When a restaurant opens in a brand-new five-star hotel, its reputation inevitably precedes it. Now that Mara is open at the Four Seasons Hotel Minneapolis, guests can decide for themselves whether chef/owner Gavin Kaysen's Mediterranean-influenced restaurant, bar, lounge (and related cafe) matches the buzz. Here's what to expect if you're fortunate enough to snag a reservation and dine out in downtown Minneapolis' newest tower.
Location: 245 Hennepin Av. S., Mpls., 612-895-5709, mararestaurantandbar.com
Hours: Breakfast is available from 7-10:30 a.m. Mon.-Fri., 7-9 a.m. Sat.-Sun.; dinner service is from 5-9:30 p.m. daily. Walk in to the bar from 2-10 p.m. Mon.-Thu., 2 p.m.-midnight Fri.-Sat. The grab-and-go Socca Café is open Monday-Friday from 7 a.m.-1 p.m.

The food: There are various ways to experience Kaysen's contributions to the Four Seasons Minneapolis. Mara serves breakfast and dinner daily, and bar snacks, such as cheese-stuffed focaccia ($18) and melt-in-your-mouth panisse (aka chickpea fries, $15), are available in the lounge.
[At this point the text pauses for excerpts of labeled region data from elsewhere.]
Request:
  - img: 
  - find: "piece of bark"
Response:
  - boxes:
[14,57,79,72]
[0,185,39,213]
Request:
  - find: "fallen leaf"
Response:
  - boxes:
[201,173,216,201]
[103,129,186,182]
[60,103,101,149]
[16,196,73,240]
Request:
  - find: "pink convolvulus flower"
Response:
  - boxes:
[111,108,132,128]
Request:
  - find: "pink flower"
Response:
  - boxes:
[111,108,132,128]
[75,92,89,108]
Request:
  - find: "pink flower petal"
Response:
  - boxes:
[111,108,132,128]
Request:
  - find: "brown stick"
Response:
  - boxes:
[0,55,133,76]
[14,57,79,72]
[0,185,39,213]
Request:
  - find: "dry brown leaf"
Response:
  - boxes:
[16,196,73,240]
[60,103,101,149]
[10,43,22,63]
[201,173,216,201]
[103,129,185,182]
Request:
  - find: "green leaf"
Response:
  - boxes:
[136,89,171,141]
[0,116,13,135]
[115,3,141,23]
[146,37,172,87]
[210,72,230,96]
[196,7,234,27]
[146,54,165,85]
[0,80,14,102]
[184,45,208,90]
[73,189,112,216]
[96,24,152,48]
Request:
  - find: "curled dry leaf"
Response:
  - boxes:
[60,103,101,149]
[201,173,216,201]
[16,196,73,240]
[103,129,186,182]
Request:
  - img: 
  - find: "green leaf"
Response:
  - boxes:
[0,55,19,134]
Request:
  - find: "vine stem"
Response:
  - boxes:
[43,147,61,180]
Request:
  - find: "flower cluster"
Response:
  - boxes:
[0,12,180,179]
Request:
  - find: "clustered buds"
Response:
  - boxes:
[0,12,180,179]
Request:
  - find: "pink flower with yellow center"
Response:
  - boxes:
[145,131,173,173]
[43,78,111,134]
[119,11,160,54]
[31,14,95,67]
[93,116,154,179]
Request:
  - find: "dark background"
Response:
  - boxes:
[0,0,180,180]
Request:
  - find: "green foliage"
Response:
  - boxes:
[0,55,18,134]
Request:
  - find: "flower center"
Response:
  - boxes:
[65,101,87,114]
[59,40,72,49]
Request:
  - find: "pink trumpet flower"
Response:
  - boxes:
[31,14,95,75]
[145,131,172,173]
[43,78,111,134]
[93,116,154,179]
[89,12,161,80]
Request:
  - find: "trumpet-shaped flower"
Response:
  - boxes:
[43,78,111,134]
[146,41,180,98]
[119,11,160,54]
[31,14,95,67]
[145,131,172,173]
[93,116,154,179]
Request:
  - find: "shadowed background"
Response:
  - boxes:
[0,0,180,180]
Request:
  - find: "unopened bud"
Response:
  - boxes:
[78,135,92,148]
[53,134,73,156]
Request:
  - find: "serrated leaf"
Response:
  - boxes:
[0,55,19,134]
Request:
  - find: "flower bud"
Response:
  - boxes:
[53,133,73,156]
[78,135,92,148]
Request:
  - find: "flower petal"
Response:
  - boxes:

Dinner, which is booked out until August, is the main attraction. Servers advise ordering small plates from each of several categories — spreads, raw and cured, pasta, entrees and sides — to taste one's way through the flavors of the Mediterranean. That can add up, and take time; my dinner lasted four hours.
I tried the hummus, smooth and as airy as whipped cream with a pop from fried chickpeas, which came with a sturdy seasoned pita for dunking ($14); juicy chunks of broccolini that had been charred on the grill and smothered with Meyer lemon vinaigrette and crunchy sunflower seed dukkah ($14); and an unexpectedly unforgettable pasta dish of housemade garganelli under succulent lamb merguez ragù studded with peas and carrots ($30). Servers, friendly and knowledgeable, were spreading the word that the chermoula-spiced chicken is Kaysen's favorite dish; he worked on it with chef de cuisine Thony Yang for two months. It's spatchcocked and deboned, grilled to perfection and lacquered with a pomegranate glaze ($32).

Desserts from pastry chef Eddy Dehin are stunning. Riz au lait ($12), a coconut and lime rice pudding with basil ice cream, packs the tropics into one small bowl. Chocolate Decadence ($14) utilizes the kitchen's climate-controlled chocolate room to make paper-thin dark chocolate sails that are poked into dollops of mocha cream. "Looks like a Viking ship going off to sea," a neighboring diner exclaimed as it was set on my table.
At breakfast, you'll find a table spread with pastries ($7 each), so you can make a visual selection; entrees with a hint of the Middle East (shakshuka, bagels and lox with labneh, breakfast pita with merguez, $17 and up); plus a playful spin on sausage — chicken shawarma Spam ($9). Baked-then-fried shards of potatoes with schug aioli are the same at breakfast ($10) and dinner ($12), and are good enough to eat twice in one day.